THE debate surrounding the use of scrubbers to conform with the International Maritime Organisation's (IMO) new 2020 sulphur cap is intensifying as ports and shipping companies start to doubt their efficacy compared with cleaner fuel

04 January 2019 - 19:00

THE debate surrounding the use of scrubbers to conform with the International Maritime Organisation's (IMO) new 2020 sulphur cap is intensifying as ports and shipping companies start to doubt their efficacy compared with cleaner fuel.

Those concerns took centre stage when the port of Singapore said it would not allow the use of open-loop scrubbers, which after filtering fuel release a sludge that contains sulphates and particles into the ocean. That type has also been restricted by ports in Germany and Belgium, reported Bloomberg.

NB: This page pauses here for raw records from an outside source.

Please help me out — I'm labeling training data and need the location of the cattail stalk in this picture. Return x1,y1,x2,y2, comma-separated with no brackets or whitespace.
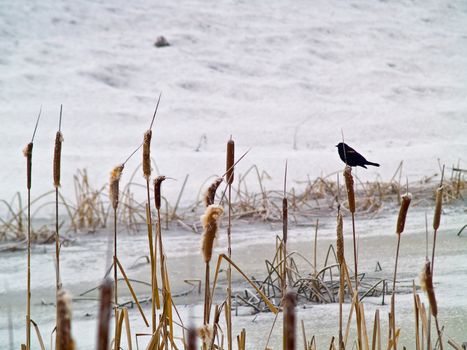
336,210,344,350
56,290,74,350
284,292,296,350
431,185,443,274
24,141,33,350
154,176,171,340
226,138,235,350
97,278,113,350
343,166,362,349
54,130,63,292
54,106,64,349
421,261,443,350
201,205,223,325
109,164,124,339
391,192,412,350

'There's a whole range of environmental, regulatory and operational reasons which lead us to be very very sceptical of this technology,' said Belgian shipping company Euronav investor relations manager Brian Gallagher. It requires 'an economic investment with very limited visibility on return.'



Euronav says it would have to pay US$5 million per ship to get scrubbers installed on its largest crude carriers. An alternative would be to switch from heavy fuel oil to more expensive low-sulphur fuel after the 2020 deadline. However, when shippers can't run on traditional fuel without scrubbers, no one knows what the price difference will be.



Mr Gallagher said the company's discussions with refineries suggest that the premium will be below the $300 a ton that some have predicted.



Singapore's decision would substantially address problems caused by heavy fuel oil, including the risk of disastrous oil spills and 'not just put a band-aid on it, which it feels like these scrubbers are doing,' he said. Ships could take sludge onshore and dispose of it in a more responsible way.



Shipping companies that have embraced scrubbers, including Denmark's D/S Norden A/S, argue that the resulting sulphate is 'a naturally occurring constituent of seawater' and not harmful to oceans.



As the debate rages over cheaper fuel, many shippers plan to have scrubbers installed. Even sceptics like AP Moller-Maersk has decided to fit the equipment on a small portion of its carriers. Suppliers such as Watseka have large order books and will be running on full capacity next year.



'We are fairly fully booked for 2019,' said the Helsinki-based company's head of marine business Roger Holm. 'For 2020 we have space so that's not a problem but of course we are selling all the time.'



'If we're wrong, and if in six, nine or 12 months all of those issues have been put to bed and there's 50 scrubbers that are working perfectly well, then our Plan B would be to invest in the technology,' he said.